[65] On June 28th, 1749, at a Company's meeting, an account was made of the cost of defending the Company's charter, upon the motion made in the House of Commons. It amounted in the whole to only £755 5s. 10d., exclusive of Sharpe, the Company solicitor's services.

[66] In refusing to advise the granting of a charter to the Company's enemies, the Attorney-General, Sir Dudley Ryder, and the Solicitor-General, Sir William Murray—afterwards Lord Mansfield—drew up a lengthy and important paper, reviewing the charges against the Company. Their conclusion was that either the charges were "not sufficiently supported in point of fact, or were in great measure accounted for from the nature and circumstances of the case." They deemed the charter valid for all practical purposes.

[67] "The Company being apprehensive that Mr. Secretary Pitts' indisposition should deprive them of an opportunity of conferring with him in due time, with respect to the Company's claim on the French nation for depredations in times of peace before the Treaty of Utrecht, resolved that a petition should be drawn up to his Majesty, humbly representing such losses and damages, reciting the tenth and eleventh article of the said treaty, and praying that his Majesty will give his plenipotentiaries at the approaching congress for a treaty of peace, such directions as will suffice for justice being done to the Company by compensation for such losses. Also that the boundaries of Hudson's Bay may be settled."—Minute Book, May 20th, 1761.
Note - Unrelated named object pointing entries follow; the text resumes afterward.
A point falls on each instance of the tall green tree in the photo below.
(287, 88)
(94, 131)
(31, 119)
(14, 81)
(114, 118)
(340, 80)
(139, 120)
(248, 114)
[68] France ceded to England "Canada with all its dependencies," reserving only such part of what had been known as Canada as lay west of the Mississippi. The watershed between the Missouri and the Mississippi rivers had been the boundary between Canada and Louisiana when both were owned by France, and by the treaty of 1763 the River Mississippi was agreed to as the future boundary between the English and French possessions in that quarter; the language of the treaty being, "that the confines between [France and England] in that part of the world shall be fixed irrevocably by a line drawn along the middle of the River Mississippi from its source [etc.], to the sea." Very soon after this treaty, viz., on 7th October, 1763, the Province of Quebec was erected by Royal Proclamation, but the Province as then constituted took in very little of what was afterwards Upper Canada and what is now Ontario; the most north-westerly point was Lake Nipissing; the whole of the territory adjacent to the great lakes was excluded. In 1774 the boundaries of Quebec were enlarged by the Quebec Act. That Act recited that "by the arrangements made by the said Royal Proclamation a very large extent of territory, within which were several colonies and settlements of subjects of France, who claimed to remain therein under the faith of the said treaty, was left without any provision being made for the administration of civil government therein." The Act, therefore, provided that "all the territories, islands and countries in North America belonging to the Crown of Great Britain, bounded on the south by a line" therein described, "from the Bay of Chaleurs to the River Ohio, and along the bank of the said river, westward, to the banks of the Mississippi, and northward to the southern boundary of the territory granted to the Merchants-Adventurers of England trading into Hudson's Bay," etc., "be, and they are hereby, during His Majesty's pleasure, annexed to and made part and parcel of the Province of Quebec as created and established by the said Royal Proclamation of the 7th October, 1763."

[69] It is not a little singular that neither Middleton, Ellis, Christopher, Johnston nor Garbet, all of which explorers had visited Marble Island prior to 1767, and some of them often, ever discovered this harbour. The actual discoverer was Joseph Stephens, commanding the Success, a small vessel employed in the whale fishery. Two years later Stephens was given the command of the Charlotte, a fine brig of 100 tons, his mate then being Samuel Hearne, the explorer.

[70] "I have seen," wrote Governor Hearne, "the remains of those houses several times; they are on the west side of the harbour, and in all probability will be discernible for many years to come."

[71] From the good opinion we entertain of you, and Mr. Norton's recommendation, we have agreed to raise your wages to £130 per annum for two years, and have placed you in our council at Prince of Wales' Fort; and we should have been ready to advance you to the command of the Charlotte, according to your request, if a matter of more immediate consequence had not intervened.

Mr. Norton has proposed an inland journey, far to the north of Churchill, to promote an extension of our trade, as well as for the discovery of a north-west passage, copper mines, etc.; and as an undertaking of this nature requires the attention of a person capable of taking an observation for determining the longitude and latitude and also distances, and the course of rivers and their depths, we have fixed upon you (especially as it is represented to us to be your own inclination) to conduct this journey with proper assistants.

We therefore hope you will second our expectations in readily performing this service, and upon your return we shall willingly make you any acknowledgment suitable to your trouble therein.

We highly approve of your going in the Speedwell to assist in the whale-fishery last year, and heartily wish you health and success in the present expedition.